The day after U.S. troops withdrew, Iraq’s prime minister, Nouri al-Maliki, began to aggressively consolidate governmental power along sectarian lines. He proceeded to undermine the professionalism of the Iraqi military by replacing competent commanders with cronies. These power grabs left Iraq unable to handle either the recent offensives by ISIS or a resurgence of smaller terrorist attacks throughout the nation. Sunni populations have little incentive to assist what they see as a Shiite-dominated central government, and Iraq’s military, lacking proper leadership and training, has faltered in the face of a much smaller ISIS force.
The crisis in Iraq is deeply connected to Clinton’s naïveté and inaction in Syria. Starting in 2009 she implemented a charm offensive toward Syrian president Bashar al-Assad — a dictator who sponsored terrorism, developed weapons of mass destruction, and aided insurgents who killed American troops in Iraq — in hopes of peeling him away from his patron state, Iran. She restored a U.S. ambassador to Syria, and her special envoy declared an easing of U.S. sanctions. Even when Assad began butchering his own people, Clinton continued her quixotic charm offensive by infamously declaring him a “reformer.”

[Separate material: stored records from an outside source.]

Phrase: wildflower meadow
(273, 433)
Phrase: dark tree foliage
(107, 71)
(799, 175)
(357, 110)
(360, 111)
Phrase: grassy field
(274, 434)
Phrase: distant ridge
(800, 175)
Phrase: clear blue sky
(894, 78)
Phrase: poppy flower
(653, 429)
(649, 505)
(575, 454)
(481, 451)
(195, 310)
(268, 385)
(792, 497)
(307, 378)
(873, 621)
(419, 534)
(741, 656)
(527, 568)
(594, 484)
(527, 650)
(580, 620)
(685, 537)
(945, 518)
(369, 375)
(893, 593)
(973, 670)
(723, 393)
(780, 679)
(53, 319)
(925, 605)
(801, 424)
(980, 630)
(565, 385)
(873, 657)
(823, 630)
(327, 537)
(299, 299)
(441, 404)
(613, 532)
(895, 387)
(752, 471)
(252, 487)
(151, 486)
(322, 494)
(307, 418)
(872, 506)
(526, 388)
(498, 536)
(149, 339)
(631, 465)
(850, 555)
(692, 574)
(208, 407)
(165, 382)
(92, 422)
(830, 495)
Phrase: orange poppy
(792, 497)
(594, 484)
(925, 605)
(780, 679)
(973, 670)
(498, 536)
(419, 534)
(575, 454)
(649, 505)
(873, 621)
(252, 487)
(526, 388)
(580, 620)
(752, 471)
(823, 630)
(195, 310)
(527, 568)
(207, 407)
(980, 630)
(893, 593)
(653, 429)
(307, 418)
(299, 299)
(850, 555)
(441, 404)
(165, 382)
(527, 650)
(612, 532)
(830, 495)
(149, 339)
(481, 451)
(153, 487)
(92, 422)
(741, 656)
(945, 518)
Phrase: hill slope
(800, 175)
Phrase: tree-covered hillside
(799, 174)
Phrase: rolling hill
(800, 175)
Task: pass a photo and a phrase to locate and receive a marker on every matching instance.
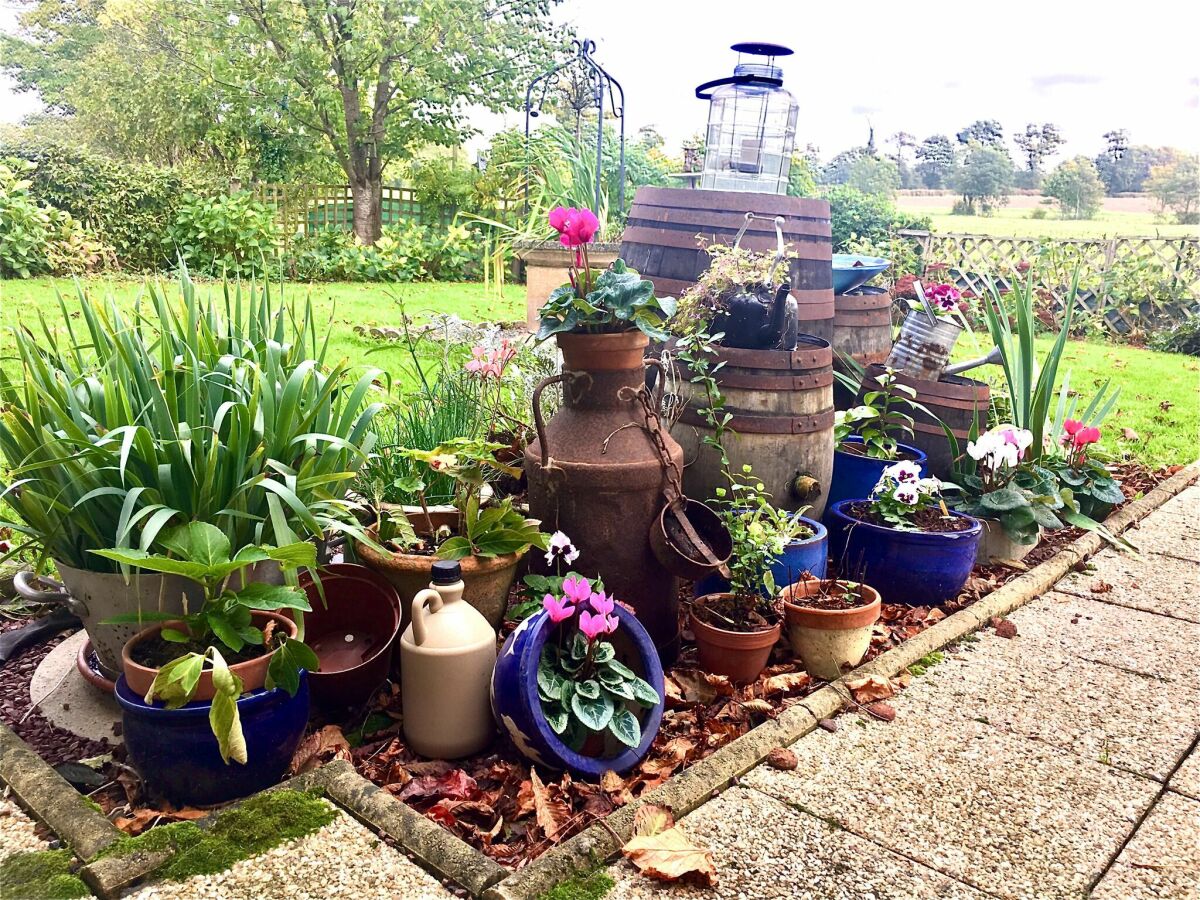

Ultimately, Clinton’s State Department never implemented an effective strategy to urge Assad’s removal and empower Syrian moderates. It clung to a policy of caution even as the hope for a new Syria faded and prospects grew that Assad would survive, or that a failed state teeming with jihadists would burn in the heart of the Middle East. And now those jihadists, in the form of ISIS, have made the jump into Iraq.